GENEVIÈVE DE FONTENAY, MARRAINE DU CONCOURS

"On a toujours eu des candidates noires, se défend Geneviève de Fontenay, ancienne présidente du comité Miss France et créatrice de Miss Prestige National. Mais c'est normal de ne pas avoir la moitié des candidates qui ne soient pas noires lorsque l'on organise des concours régionaux comme Miss Bretagne, Lorraine ou Alsace, parce qu'elles ne représentent pas la moitié de la population de la région." Depuis la création du concours Miss France, en 1920, cinq femmes noires ont été couronnées : Véronique de la Cruz (1993, Guadeloupe), Sonia Rolland (2000, Bourgogne), Corinne Coman (2003, Guadeloupe), Cindy Fabre (2005, Normandie) et Cholé Mortaud (2009, Midi Albigeois Midi-Pyrénées).

L'experte en Miss n'est pas rancunière. Geneviève de Fontenay a accepté le rôle de marraine du concours : "C'est un aimable concours. Je ne pensais pas que cela allait faire un tel bruit. Ce n'est pas du communautarisme, mais c'est la société qui provoque ce genre d'initiative. Ces jeunes filles veulent montrer qu'elles existent, surtout dans une période électorale où le Front national essaye de dresser les Français les uns contre les autres. Cela ne fait pas de mal à la cohésion de la France."

Si Patrick Lozès, fondateur et ancien président du CRAN ne met pas en doute les intentions louables des organisateurs, il s'élève contre ce concours : "Cette élection est une défaite de nos valeurs, de la lutte contre les discriminations et représente un repli communautaire. On ne rend pas service à ces filles en leur disant qu'elles ne réussiront qu'en empruntant des voix parallèles."

Au-delà du symbole, Patrick Lozès ne pense pas qu'il faille dissocier l'origine ethnique et la nationalité : "Ces jeunes filles doivent se sentir Française, et non noire dans la société française. Et puis, je sais ce qu'est une malienne ou une sénégalaise. Une noire non. C'est un concours qui consacre une apparence en la transformant en une identité associée à une couleur."

"LE MOMENT EST MAL CHOISI"

L'historien Pascal Blanchard, spécialiste des immigrations au CNRS et auteur de La France noire, se dit "choqué". Il juge cette initiative "stupide" et "dangereuse" : "Je sais qu'aux Etats-Unis il existe des concours de beauté ethniques. Le fait qu'on les tolère ne change rien à ma pensée. Chaque fois que l'on me parlera, n'importe où dans le monde, d'un concours réservé à une catégorisation raciale, je bondirai !"
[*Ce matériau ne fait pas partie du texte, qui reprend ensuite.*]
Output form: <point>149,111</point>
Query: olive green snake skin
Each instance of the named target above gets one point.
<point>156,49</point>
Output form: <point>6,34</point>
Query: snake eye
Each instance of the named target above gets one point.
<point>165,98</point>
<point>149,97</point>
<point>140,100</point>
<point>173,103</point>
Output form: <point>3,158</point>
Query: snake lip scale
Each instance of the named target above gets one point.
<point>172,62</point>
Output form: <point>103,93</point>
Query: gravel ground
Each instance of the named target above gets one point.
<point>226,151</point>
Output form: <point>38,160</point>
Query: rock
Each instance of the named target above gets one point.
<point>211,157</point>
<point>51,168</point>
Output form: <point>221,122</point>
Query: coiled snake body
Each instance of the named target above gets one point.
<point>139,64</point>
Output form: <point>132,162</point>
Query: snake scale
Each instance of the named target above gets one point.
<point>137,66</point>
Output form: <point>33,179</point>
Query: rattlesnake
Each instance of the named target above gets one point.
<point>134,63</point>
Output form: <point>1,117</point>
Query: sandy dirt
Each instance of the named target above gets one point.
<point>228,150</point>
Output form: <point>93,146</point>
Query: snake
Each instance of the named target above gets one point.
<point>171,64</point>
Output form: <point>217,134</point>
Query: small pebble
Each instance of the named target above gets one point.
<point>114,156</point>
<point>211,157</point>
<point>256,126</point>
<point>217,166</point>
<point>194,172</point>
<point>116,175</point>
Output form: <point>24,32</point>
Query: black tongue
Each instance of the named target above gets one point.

Le moment serait mal choisi, dans l'entre-deux-tours de l'élection présidentielle. "Cela braque encore plus les Français sur les conséquences de l'immigration, explique Patrick Lozès. Toutes les manifestations qui sont considérées comme étant communautaires donnent du grain à moudre aux populistes." Patrick Lozès ne nie pas qu'il existe des problèmes d'intégration mais "il faut d'abord mieux accompagner les jeunes filles qui veulent participer à ces concours et que le concours de Miss France n'oublie personne".

Pour Louis-Georges Tin, au contraire, cette date est symbolique : "Avec les scores qu'a fait le Front national au premier tour de la présidentielle, voulez-vous que les noirs se mettent à raser les murs ? Si ce parti devient de plus en plus fort, il faut le combattre au lieu de s'enterrer."

Malgré cette polémique, l'événement veut rester glamour. Pour départager les candidates, le jury réunira notamment Kareen Guiock, Mokobé ex-113, Vincent Mac Doom ou Carine Lima.